What would they do on their other days? Smuggle people, smuggle drugs without taking any, smuggle whatever would pay. Today they were smuggling him, and they would concern themselves with his affairs no more than if he were a plastic bag of heroin.

How could he get around them, get away from them, spoil the delivery? He knew how to swim, and God knew he was dressed for swimming, but even if he could get past those two to the ocean, which he knew damn well he could not, where was land? Not to be seen outside the round window next to which he jounced.

When we get there, he thought. Somewhere in Florida. When we get there, we'll see what we can do.

Six fifty-seven p.m. in this time zone by the Rolex, when the quality of their thumping progress across the sea abruptly shifted. The August sun, God's blood blister, hung midway down the sky, and all at once the cigarette boat wasn't lunging any more. It had come to a canter, a trot; its nose was lowering as though to graze. They had arrived.

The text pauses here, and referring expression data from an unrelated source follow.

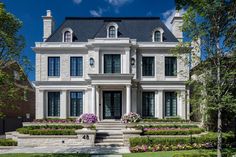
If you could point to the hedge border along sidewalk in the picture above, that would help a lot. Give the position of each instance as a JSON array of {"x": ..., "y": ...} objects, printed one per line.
[
  {"x": 150, "y": 141},
  {"x": 173, "y": 132},
  {"x": 7, "y": 142}
]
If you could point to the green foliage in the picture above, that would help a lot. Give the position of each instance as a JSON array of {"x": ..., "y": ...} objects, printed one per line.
[
  {"x": 174, "y": 132},
  {"x": 7, "y": 142}
]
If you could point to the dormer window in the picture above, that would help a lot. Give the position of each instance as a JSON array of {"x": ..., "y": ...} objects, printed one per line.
[
  {"x": 67, "y": 35},
  {"x": 112, "y": 30},
  {"x": 157, "y": 35}
]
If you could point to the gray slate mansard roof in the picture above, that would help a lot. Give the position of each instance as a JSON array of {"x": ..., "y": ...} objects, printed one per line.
[{"x": 84, "y": 28}]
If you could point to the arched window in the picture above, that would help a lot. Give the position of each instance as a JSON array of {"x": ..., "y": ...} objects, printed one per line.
[
  {"x": 112, "y": 32},
  {"x": 157, "y": 36},
  {"x": 67, "y": 36}
]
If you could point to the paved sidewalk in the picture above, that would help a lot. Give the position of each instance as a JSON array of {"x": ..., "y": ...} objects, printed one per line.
[{"x": 68, "y": 149}]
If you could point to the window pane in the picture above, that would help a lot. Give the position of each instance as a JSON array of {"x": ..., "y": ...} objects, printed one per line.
[
  {"x": 170, "y": 66},
  {"x": 76, "y": 66},
  {"x": 148, "y": 67},
  {"x": 76, "y": 103},
  {"x": 54, "y": 104},
  {"x": 148, "y": 107},
  {"x": 170, "y": 104},
  {"x": 112, "y": 63},
  {"x": 53, "y": 66}
]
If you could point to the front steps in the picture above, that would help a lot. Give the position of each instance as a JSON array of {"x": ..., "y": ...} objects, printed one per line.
[{"x": 109, "y": 133}]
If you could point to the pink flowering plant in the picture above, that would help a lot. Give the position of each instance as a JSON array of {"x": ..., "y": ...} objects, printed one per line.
[
  {"x": 132, "y": 117},
  {"x": 88, "y": 118}
]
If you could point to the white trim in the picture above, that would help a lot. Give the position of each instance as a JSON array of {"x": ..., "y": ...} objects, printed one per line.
[
  {"x": 63, "y": 34},
  {"x": 112, "y": 24},
  {"x": 161, "y": 34}
]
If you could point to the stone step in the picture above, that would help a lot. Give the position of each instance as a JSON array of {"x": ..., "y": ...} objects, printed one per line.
[
  {"x": 109, "y": 137},
  {"x": 109, "y": 140},
  {"x": 109, "y": 144}
]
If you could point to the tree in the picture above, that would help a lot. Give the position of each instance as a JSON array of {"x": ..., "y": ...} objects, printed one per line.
[
  {"x": 213, "y": 21},
  {"x": 11, "y": 46}
]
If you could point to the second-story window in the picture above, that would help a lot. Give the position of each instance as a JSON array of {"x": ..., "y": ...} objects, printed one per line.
[
  {"x": 67, "y": 36},
  {"x": 170, "y": 66},
  {"x": 112, "y": 32},
  {"x": 53, "y": 66},
  {"x": 112, "y": 63},
  {"x": 157, "y": 36},
  {"x": 76, "y": 66},
  {"x": 148, "y": 66}
]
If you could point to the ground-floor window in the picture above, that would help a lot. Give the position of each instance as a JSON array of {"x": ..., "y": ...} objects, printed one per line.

Where? Preston looked out the round window beside him and saw nothing but sea, the same old sea, if perhaps a trifle less serrated than before. So he leaned forward, no longer having to hold himself tense against the pounding motion of the boat, and there it was: land. Very low land, pale tan, with what looked like mangrove here and there against the water.

Where was this? Not Miami, certainly. Somewhere very low and undeveloped, with shallow water now beneath the boat, though they were still some way from shore, which was probably why they'd slowed so soon.

Florida is almost nothing but coastline, but most of it is very heavily patrolled, because of drug smugglers and potential terrorists and illegals from Cuba and Haiti. The two men operating this boat would know the safe places to land, where there would be no one around to ask the awkward questions, and this would be one of them.

The Keys — that's where they must be, the hundred-mile line of islands dangling south of Florida like a Fu Manchu beard. Much of it was developed and overdeveloped, but some was deserted, like this section here.

Well, no, not completely deserted. As they rolled closer, he could see, off to the left, that the low land curved outward toward the sea, and in the elbow thus created, half a dozen small boats idly bobbed, one or two people standing in each, fishing.

Bonefish. That's what people tried for down here. Those would be bonefishermen, standing in the bright, hot August Florida sun, its heat and glare and cancer-enhancing qualities redoubled by the bounce from the water all around them, the air very nearly as wet as the sea, and they were here to prove they were smarter than some skinny, inedible fish.

A thumping sounded on the cabin roof. One of his captors had climbed up to toss a rope to whoever was waiting on shore. The other had to concentrate now on maneuvering the big boat in as close as possible to land.

Could he reach the fishermen? He could only try, and this was surely his last chance. It was now or never.

His heart was pounding. What would they do if they caught him? Surely something more than just bop him, if only to relieve their feelings.

As he sat there, wanting to, afraid to, the image of his ex-wives rose unbidden into his mind. The four of them, laughing, and goddamn Pam with them, and by God, they all looked alike! Laughing at him for how easy he was to lead around, and not even by the hand.

A sudden embarrassed rage overtook fear, and Preston was on his feet, up the steps, watching his head, stomp, stomp, over the side like a hippopotamus into a swamp, but away, down, stroking, kicking, away, up, bright day, roar of motor far too near, bonefishermen over there.

It was the crawl he'd learned in college, and it was the crawl he did now, arms pinwheeling, legs kicking, trying not to hear that goddamn boat. Thrusting, thrusting, then realizing the roar of the motor had not gotten louder, it was less, it was fading.